– Да ну
нафиг такое счастье, – проронил я и прислонился спиной к прозрачной
дверце соседнего стеллажа, погрузившись в напряжённое размышление.
Если раньше все эти теории относительности и прочий груз научных
знаний были для меня просто забавными, никак не связанными с
повседневностью фактами, то сейчас нужно учитывать их на практике.
Вместе с серьёзными нюансами в голове всплыла старая как мир
шутка:
– А молоко
за вредность один к ста даётся?
– Страховка
и повышенная пенсия за моральный ущерб, – спокойно отозвался
Ренк.
– Так вы
идёте?
– Минутку,
пожалуйста, – произнес я, глядя в пол и тяжело дыша.
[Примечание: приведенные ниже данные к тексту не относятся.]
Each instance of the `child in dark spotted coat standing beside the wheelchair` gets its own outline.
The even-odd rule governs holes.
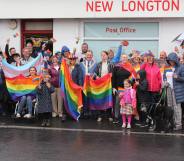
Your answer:
[[[50,126],[50,117],[52,114],[51,93],[54,92],[54,87],[50,83],[50,75],[44,75],[43,81],[37,87],[38,98],[38,114],[42,119],[41,126]]]

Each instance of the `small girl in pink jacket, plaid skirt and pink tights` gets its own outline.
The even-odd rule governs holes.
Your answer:
[[[132,89],[132,85],[130,80],[124,80],[124,88],[123,92],[120,92],[120,105],[121,110],[120,113],[122,115],[122,127],[126,127],[126,118],[128,119],[127,129],[131,128],[132,114],[134,109],[136,108],[136,91]]]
В голове стоял
гул от усиленных попыток свести новую информацию в удобоваримый
формат.
Хреново
терять время жизни, которое и так не безлимитное. А с другой
стороны, один к пяти – ещё по-божески. Подумаешь, денёк потеряем.
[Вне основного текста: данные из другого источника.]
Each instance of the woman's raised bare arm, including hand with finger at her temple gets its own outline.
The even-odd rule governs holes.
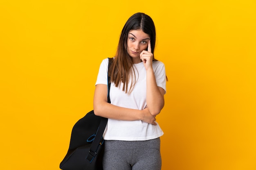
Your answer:
[[[156,116],[164,107],[164,89],[158,87],[153,70],[153,54],[151,53],[150,41],[148,42],[148,51],[144,50],[140,54],[146,69],[146,102],[148,111]]]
На новогодних праздниках и не такое случается.
Я посмотрел
на потолок, где, по идее, должны были быть камеры наблюдения, через
которые за нами наблюдал зеленокожий инопланетный хакер.
– Требую
отгул в пропорции один к пяти, – заявил я.
– Вопросы
можно адресовать Грине, но я поставлю подпись на рапорте,
подтверждая, что имели место вредные темпоральные воздействия, –
отозвался Ренк.
Я хотел
выругаться покрепче, но глянул на девушку и сдержался, все же не
дикарь неотёсанный, а затем оттолкнулся от стекла и схватил тяжёлый
пулемёт.
– Чем можно
взорвать пол? – спросил я.
Ренк
промолчал, и инициатива перешла к Ёнке. Она пожала плечами и
указала на дальний стеллаж, где чернели большие диски, похожие на,
похожие противотанковые мины.
– Не надо
взрывать. Можно просто разрезать, но скажи, что ты задумал? –
спросила она.
– Ренк! –
закричал я на всю оружейную. – Можешь включить свой
звукоподавитель?!
Гуманоид не
ответил, но помещение захлестнул громкий белый шум, который казался
сейчас осязаемым, словно противная, как цемент на зубах, звуковая
пыль, и от которого сводило скулы. Я быстро подался вперёд и начал
объяснять девушке свою идею. Говорил много и долго, и чтобы быть
услышанным через пелену шума, пришлось говорить прямо в
ухо.
Когда
закончил и отступил назад, оказалось, что Ёнка вцепилась пальцами в
краешек кармана на моих штанах, стискивая её так, что костяшки
побелели. При этом губы девушки были поджаты, а широко распахнутые
глаза бегали по пустоте, словно ища пути отступления.